Parallel dazu beschäftige ich mich intensiv mit Collage und Arbeiten auf der Fläche. Bild- und Textmaterial aus Zeitschriften der vergangenen Jahrzehnte wird ausgeschnitten, zerlegt, überlagert und mit anderen Materialien kombiniert. Der ursprüngliche Kontext der Motive löst sich dabei auf; durch neue Nachbarschaften entstehen andere Bedeutungen und visuelle Erzählungen.
In aktuellen Bildarbeiten erweitere ich diese Collagepraxis durch unterschiedliche Druck- und Image-Transfer-Verfahren. Gedruckte Motive werden auf neue Bildträger übertragen und mit Acrylfarbe, Druck und Collage verbunden. Dabei interessiert mich nicht die möglichst perfekte Reproduktion einer Vorlage. Fehlstellen, Abrieb, Verschiebungen, Überlagerungen und Spuren des Übertragungsvorgangs bleiben bewusst sichtbar. Das Ausgangsbild verändert sich im Prozess und wird teilweise den Eigenschaften des Materials und seinen Unwägbarkeiten überlassen.

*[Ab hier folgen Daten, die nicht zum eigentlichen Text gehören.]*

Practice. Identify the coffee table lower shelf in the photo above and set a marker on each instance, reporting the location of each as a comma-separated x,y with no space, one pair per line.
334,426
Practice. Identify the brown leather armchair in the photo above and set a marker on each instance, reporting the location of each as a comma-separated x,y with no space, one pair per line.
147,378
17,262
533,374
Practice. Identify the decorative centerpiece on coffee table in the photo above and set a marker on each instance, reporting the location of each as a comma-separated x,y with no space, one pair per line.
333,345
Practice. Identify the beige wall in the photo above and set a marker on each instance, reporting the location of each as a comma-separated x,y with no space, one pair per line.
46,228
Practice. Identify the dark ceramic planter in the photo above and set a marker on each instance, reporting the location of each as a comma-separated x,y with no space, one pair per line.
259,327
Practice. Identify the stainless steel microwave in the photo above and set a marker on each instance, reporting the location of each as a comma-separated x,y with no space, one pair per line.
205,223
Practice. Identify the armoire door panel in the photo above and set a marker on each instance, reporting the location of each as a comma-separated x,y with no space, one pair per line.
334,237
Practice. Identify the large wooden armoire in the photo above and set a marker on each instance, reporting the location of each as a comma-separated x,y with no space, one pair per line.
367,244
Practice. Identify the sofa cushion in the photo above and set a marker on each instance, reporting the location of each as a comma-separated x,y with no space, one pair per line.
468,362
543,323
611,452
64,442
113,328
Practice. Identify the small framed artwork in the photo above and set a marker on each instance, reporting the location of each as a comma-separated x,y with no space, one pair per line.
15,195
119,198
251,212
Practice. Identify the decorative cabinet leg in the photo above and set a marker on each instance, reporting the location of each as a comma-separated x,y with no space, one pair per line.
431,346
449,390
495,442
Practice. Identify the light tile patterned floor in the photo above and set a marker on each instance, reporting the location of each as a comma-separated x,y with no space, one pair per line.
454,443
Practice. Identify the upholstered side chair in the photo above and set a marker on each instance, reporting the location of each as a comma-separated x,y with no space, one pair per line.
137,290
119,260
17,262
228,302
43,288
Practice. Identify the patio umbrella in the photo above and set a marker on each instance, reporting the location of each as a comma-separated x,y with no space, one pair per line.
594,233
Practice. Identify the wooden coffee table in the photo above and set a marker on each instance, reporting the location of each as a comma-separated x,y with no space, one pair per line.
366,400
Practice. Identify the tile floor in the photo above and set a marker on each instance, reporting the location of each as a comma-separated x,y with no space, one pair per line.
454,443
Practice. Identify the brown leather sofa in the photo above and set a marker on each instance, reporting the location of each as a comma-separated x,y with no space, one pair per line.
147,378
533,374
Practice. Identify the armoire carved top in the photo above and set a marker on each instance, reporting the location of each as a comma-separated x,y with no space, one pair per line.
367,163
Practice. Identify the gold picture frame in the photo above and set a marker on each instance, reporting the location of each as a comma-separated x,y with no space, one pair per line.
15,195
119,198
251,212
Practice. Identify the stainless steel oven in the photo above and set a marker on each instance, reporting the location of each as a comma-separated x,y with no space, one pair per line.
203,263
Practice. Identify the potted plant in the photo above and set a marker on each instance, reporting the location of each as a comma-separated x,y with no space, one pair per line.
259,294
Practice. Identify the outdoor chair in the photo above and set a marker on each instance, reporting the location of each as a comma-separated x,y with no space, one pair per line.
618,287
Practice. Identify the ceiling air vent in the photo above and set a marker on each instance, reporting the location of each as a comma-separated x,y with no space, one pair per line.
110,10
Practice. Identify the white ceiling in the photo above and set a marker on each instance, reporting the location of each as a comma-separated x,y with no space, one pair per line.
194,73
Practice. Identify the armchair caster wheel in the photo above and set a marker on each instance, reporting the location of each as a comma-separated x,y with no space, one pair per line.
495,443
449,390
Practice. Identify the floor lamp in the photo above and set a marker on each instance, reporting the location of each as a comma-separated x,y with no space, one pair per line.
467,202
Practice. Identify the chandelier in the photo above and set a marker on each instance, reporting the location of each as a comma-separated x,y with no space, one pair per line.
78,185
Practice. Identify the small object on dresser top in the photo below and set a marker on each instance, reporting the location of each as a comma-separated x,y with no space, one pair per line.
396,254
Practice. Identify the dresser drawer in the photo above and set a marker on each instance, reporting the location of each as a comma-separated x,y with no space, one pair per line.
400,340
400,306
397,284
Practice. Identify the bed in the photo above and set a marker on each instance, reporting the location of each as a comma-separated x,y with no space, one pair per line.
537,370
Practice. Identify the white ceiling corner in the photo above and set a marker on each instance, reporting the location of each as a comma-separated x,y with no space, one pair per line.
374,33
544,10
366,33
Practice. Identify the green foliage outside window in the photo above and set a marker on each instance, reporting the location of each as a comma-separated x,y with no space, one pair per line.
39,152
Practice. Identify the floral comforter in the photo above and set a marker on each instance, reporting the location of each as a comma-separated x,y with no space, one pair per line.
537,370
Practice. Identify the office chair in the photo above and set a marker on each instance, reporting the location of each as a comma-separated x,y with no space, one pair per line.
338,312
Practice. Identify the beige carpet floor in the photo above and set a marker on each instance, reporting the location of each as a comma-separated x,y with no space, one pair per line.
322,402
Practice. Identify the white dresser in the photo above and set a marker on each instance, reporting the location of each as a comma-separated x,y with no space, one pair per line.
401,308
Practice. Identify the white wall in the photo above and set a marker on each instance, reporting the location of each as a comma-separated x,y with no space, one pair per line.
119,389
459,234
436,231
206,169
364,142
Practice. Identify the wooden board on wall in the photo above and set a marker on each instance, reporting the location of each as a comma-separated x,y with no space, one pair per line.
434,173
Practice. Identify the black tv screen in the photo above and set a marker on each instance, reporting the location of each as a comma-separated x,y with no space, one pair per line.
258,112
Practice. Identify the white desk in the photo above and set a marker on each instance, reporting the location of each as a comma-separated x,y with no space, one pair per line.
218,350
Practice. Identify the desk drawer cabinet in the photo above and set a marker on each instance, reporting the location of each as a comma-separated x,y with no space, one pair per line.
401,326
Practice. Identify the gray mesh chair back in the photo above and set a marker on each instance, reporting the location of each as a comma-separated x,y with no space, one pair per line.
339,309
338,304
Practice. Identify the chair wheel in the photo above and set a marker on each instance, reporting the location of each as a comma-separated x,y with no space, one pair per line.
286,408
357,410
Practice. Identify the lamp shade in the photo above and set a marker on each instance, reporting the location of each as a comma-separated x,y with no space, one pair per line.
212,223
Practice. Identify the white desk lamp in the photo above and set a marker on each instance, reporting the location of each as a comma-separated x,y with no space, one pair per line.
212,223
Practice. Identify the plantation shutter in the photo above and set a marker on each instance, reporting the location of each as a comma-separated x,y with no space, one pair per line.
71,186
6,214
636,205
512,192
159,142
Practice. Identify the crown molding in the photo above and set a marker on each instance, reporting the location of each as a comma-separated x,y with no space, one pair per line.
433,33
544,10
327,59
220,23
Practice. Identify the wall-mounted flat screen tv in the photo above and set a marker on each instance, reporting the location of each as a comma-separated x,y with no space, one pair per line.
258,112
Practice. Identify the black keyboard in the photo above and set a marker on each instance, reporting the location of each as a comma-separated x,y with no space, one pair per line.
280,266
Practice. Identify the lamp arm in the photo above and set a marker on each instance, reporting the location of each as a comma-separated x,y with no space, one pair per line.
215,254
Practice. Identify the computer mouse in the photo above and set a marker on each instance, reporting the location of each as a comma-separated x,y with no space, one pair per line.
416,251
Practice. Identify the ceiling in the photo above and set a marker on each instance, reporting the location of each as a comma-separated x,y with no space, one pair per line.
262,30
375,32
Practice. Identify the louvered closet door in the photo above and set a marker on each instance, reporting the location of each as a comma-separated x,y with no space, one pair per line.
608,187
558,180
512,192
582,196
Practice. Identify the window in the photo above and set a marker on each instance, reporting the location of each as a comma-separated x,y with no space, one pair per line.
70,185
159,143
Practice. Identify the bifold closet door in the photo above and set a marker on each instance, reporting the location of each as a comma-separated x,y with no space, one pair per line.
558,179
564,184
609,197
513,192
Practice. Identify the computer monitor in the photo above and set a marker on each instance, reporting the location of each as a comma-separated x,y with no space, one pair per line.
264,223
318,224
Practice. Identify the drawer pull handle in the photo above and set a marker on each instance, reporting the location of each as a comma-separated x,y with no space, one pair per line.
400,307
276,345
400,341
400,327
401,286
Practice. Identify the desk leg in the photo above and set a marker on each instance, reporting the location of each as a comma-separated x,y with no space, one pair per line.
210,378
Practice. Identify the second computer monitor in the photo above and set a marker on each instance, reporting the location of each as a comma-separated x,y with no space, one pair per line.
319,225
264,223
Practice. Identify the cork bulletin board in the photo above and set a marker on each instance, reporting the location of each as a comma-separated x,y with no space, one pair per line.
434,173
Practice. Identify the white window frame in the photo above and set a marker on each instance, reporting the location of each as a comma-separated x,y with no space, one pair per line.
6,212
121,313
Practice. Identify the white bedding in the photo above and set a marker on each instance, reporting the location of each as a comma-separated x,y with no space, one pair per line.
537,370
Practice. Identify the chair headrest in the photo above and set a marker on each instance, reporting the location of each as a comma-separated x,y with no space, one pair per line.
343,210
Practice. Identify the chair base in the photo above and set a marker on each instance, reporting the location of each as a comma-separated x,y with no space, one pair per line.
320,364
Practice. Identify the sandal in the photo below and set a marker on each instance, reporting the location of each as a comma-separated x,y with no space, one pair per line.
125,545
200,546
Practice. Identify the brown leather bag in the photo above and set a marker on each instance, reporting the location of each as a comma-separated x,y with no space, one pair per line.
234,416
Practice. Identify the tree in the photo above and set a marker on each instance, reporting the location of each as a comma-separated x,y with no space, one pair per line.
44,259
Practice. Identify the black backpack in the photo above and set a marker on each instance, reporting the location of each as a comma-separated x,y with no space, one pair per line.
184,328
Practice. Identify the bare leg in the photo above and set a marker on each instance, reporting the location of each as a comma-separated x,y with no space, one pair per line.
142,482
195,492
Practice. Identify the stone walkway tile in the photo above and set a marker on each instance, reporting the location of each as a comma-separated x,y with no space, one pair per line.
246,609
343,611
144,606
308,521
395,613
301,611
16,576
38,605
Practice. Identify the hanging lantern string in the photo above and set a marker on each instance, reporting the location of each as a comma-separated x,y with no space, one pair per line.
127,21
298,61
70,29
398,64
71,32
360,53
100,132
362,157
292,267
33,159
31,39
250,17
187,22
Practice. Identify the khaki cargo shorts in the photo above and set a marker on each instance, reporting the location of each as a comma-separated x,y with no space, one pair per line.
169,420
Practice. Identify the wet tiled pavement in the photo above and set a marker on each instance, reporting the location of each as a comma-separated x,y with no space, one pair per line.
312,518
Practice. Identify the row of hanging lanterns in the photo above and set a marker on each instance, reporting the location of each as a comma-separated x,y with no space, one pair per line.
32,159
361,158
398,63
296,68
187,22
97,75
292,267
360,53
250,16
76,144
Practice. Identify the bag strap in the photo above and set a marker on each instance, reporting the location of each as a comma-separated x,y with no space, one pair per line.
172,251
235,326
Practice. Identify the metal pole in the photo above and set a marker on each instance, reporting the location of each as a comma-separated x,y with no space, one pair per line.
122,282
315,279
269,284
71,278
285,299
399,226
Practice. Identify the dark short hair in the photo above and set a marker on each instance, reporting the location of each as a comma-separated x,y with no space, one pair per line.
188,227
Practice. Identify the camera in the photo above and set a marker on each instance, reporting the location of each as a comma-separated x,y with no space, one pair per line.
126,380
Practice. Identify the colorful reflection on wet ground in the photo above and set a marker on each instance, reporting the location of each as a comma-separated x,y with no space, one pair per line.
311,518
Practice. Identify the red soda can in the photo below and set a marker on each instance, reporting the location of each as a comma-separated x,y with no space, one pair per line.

Eine weitere Werkgruppe bilden meine programmierten und generativen Arbeiten. Als Programmierer entwickle ich eigene Softwaresysteme, in denen ich Bildmaterial, Regeln, Bewegungsabläufe und mögliche Veränderungen definiere, ohne das konkrete Ergebnis vollständig festzulegen. Programme wählen Bilder aus, kombinieren sie neu, verändern Darstellungen oder erzeugen fortlaufende visuelle Abläufe. Innerhalb eines von mir vorgegebenen Rahmens kann sich eine Arbeit bei jedem Durchlauf anders entwickeln.
Der Zufall ist dabei weder im Analogen noch im Digitalen Selbstzweck. Mich interessiert vielmehr der kontrollierte Zufall. Ich lege Material, Regeln und Grenzen fest und schaffe damit einen Möglichkeitsraum, innerhalb dessen Unvorhersehbares entstehen darf. Beim Image Transfer kann dies eine Fehlstelle oder eine unerwartete Überlagerung sein, in einer mechanischen Arbeit eine nicht vollständig kalkulierbare Bewegung und in einer programmierten Arbeit eine vom Algorithmus erzeugte Kombination.
Dieses Prinzip verbindet für mich die unterschiedlichen Bereiche meiner Arbeit. Ob Gegenstand, Zeitschriftenbild, Druckfarbe, mechanisches Bauteil oder Programmcode – ich arbeite mit vorhandenem Material und definierten Systemen, greife ein, ordne neu und lasse zugleich Raum für Ergebnisse, die sich nicht vollständig planen lassen. Das fertige Werk entsteht im Wechselspiel zwischen Entscheidung und Eigendynamik.
Mein beruflicher Hintergrund als Programmierer und Systemadministrator bildet dabei einen produktiven Gegenpol zu meiner künstlerischen Praxis. Während technische Systeme üblicherweise auf reproduzierbare Abläufe und eindeutige Funktionen ausgerichtet sind, verwende ich sie in meiner Kunst häufig gerade dazu, Zweckfreiheit, Variation und Unvorhersehbarkeit zu ermöglichen. Technik ist für mich deshalb nicht nur Werkzeug, sondern auch künstlerisches Material.
Seit 1999 zeige ich meine Arbeiten in Einzel- und Gruppenausstellungen. Ich lebe und arbeite in Passau.